= Factions (Divergent) =

Societal divisions in the Divergent fictional universe

In the Divergent book trilogy and film series, factions are societal divisions in a post-apocalyptic Chicago that classify citizens based on their aptitudes and values. The factions are Dauntless, Amity, Erudite, Abnegation, and Candor. Each faction was formed under the belief that one of its dedications will fix all the world's problems. On an appointed day every year, 16-year-olds select the faction to which they will devote the rest of their lives after they take a placement test by dropping their own blood into a substance.

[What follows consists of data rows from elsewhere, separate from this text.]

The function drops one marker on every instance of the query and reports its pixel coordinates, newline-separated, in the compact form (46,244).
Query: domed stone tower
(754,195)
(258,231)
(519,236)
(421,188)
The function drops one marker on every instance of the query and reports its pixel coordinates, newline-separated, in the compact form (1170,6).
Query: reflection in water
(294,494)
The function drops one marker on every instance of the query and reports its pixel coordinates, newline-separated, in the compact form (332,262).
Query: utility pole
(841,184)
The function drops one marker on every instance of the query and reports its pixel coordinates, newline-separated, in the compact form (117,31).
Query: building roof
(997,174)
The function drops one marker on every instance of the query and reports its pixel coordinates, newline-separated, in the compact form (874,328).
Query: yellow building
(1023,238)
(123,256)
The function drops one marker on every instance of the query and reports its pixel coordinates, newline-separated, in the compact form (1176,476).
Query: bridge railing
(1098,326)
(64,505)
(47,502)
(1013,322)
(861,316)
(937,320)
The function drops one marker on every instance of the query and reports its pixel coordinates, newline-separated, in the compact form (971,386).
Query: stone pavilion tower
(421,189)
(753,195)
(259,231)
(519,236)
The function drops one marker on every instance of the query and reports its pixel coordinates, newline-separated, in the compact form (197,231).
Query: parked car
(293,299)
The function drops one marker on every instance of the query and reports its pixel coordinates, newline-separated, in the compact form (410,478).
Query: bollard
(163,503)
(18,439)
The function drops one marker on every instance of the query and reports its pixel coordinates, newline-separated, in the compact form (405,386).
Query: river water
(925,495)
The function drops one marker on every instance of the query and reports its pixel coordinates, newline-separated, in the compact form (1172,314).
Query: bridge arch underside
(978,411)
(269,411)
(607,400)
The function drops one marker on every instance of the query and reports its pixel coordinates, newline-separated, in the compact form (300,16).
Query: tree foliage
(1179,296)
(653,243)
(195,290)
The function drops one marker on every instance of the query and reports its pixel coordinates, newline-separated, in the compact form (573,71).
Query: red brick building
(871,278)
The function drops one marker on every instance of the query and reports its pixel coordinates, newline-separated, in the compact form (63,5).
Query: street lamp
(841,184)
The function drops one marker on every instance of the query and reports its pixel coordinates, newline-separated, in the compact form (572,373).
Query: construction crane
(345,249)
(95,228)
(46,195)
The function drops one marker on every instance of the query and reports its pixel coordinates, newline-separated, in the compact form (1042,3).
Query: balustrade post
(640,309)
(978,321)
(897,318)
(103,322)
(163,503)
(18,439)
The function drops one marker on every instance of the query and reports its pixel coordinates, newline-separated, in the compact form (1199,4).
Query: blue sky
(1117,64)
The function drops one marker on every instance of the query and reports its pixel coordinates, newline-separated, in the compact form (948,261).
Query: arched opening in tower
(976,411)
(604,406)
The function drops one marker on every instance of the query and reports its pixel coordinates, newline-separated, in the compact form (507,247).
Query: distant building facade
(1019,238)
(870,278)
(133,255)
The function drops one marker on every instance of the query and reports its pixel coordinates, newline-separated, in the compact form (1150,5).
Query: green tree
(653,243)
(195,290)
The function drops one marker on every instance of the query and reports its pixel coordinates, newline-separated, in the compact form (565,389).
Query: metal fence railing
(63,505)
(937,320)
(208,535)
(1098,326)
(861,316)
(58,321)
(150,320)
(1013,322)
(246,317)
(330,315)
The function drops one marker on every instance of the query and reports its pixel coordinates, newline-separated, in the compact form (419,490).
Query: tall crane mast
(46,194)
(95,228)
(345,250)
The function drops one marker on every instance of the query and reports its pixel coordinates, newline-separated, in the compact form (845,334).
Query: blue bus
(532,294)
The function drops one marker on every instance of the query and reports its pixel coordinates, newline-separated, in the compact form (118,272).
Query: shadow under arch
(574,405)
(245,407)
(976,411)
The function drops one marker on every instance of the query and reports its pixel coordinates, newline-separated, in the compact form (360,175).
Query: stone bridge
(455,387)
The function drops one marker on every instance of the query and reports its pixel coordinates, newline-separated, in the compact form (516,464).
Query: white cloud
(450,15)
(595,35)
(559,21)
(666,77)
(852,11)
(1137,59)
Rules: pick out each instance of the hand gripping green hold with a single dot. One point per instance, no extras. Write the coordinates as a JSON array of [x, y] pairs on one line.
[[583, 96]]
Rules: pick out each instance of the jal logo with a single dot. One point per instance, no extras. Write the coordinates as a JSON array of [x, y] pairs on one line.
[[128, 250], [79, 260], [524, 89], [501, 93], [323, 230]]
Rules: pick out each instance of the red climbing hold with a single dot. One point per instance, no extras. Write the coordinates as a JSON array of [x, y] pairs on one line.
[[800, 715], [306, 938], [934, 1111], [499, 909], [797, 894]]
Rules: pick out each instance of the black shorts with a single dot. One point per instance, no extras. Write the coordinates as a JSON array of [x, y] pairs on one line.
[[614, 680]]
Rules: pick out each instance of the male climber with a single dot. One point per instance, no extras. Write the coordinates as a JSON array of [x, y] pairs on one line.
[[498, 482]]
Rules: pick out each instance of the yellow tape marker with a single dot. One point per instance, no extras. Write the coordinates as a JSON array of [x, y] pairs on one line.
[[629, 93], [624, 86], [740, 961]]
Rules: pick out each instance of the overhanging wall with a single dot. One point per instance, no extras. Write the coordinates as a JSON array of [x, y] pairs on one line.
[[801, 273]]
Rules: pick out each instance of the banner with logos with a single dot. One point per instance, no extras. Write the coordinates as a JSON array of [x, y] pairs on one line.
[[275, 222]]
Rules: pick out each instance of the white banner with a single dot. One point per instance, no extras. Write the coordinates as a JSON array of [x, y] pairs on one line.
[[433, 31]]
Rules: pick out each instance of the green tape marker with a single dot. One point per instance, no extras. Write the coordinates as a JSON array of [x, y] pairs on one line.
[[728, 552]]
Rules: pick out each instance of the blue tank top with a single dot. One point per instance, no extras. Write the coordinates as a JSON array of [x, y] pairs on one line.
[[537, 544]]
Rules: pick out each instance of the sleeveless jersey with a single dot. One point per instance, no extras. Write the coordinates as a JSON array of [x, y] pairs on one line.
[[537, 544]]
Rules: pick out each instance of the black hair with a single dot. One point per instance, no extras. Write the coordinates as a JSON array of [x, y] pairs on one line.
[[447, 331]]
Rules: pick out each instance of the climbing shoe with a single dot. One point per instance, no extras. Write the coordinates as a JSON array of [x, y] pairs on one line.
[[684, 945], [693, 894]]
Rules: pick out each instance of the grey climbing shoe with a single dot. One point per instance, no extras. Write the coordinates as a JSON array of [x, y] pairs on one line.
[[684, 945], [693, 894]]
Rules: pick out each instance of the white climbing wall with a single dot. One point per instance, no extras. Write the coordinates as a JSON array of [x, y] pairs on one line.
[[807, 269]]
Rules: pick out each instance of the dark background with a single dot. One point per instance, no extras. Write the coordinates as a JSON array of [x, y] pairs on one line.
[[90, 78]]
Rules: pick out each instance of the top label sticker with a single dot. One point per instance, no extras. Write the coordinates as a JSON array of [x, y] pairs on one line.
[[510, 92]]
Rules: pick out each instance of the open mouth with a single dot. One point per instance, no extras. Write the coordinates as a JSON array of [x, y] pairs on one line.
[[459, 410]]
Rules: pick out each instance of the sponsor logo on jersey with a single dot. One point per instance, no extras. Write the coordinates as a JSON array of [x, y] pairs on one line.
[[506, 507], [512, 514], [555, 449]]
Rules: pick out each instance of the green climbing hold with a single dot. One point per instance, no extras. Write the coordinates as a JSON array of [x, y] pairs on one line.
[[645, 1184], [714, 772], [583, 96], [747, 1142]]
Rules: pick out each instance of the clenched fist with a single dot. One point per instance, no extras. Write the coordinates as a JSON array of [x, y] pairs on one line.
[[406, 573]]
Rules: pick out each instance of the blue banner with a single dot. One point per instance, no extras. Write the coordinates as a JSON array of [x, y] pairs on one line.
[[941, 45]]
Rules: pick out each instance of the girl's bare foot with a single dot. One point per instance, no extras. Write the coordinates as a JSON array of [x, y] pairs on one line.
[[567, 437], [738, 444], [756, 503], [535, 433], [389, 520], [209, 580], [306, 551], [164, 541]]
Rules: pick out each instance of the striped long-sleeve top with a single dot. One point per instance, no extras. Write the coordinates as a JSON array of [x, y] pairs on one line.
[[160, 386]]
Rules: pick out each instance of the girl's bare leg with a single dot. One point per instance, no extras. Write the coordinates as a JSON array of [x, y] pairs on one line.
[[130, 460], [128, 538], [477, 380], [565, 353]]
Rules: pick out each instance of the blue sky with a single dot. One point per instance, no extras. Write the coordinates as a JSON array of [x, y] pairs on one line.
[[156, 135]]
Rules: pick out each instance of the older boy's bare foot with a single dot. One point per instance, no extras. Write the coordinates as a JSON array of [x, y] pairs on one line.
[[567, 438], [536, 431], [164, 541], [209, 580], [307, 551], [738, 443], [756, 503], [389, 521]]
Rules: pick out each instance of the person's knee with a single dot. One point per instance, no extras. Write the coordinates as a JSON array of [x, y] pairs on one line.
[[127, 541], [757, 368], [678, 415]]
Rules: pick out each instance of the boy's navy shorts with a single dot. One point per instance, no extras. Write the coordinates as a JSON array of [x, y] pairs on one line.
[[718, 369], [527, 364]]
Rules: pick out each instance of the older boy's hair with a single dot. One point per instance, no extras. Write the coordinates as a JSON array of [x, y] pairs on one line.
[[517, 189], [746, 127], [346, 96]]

- The Dauntless are the brave who believe cowardice is the source of humans' problems. They are the soldiers and police who protect the city. Their chosen color is black, their symbol is fire, and their substance in the Choosing Ceremony is lit coal.
- The Amity are the peaceful who believe war is the cause of humans' problems. They mainly work as farmers, but they can also be counselors and caretakers. Their chosen color is red (though they also wear yellow), their symbol is a tree, and their substance in the Choosing Ceremony is soil.
- The Erudite are the intelligent who believe ignorance is the cause of human problems. They make up the librarians, doctors, scientists, engineers, economists, and teachers. Their chosen color is blue, their symbol is an eye, and their substance in the Choosing Ceremony is water.
- The Abnegation are the selfless who believe greed is the source of all the world's problems. They are in charge of the government. Their chosen color is gray, their symbol is one hand reaching out to another, and their substance in the Choosing Ceremony are smooth gray stones.
- The Candor are the honest who believe deception is the cause of human problems. They are in charge of the law. Their chosen colors are black and white, their symbol is a set of unbalanced scales, and their substance in the Choosing Ceremony is glass.

In an interview, Veronica Roth describes the factions to have expanded from her initial conception when she did world building. She added Candor to fill "a gap in the reasoning behind the world that needed to be filled."

Many reviews for the Divergent novels criticize the social structures that create the factions within the novel. For example, the Kirkus Reviews on the first novel called the social structure a "preposterous premise."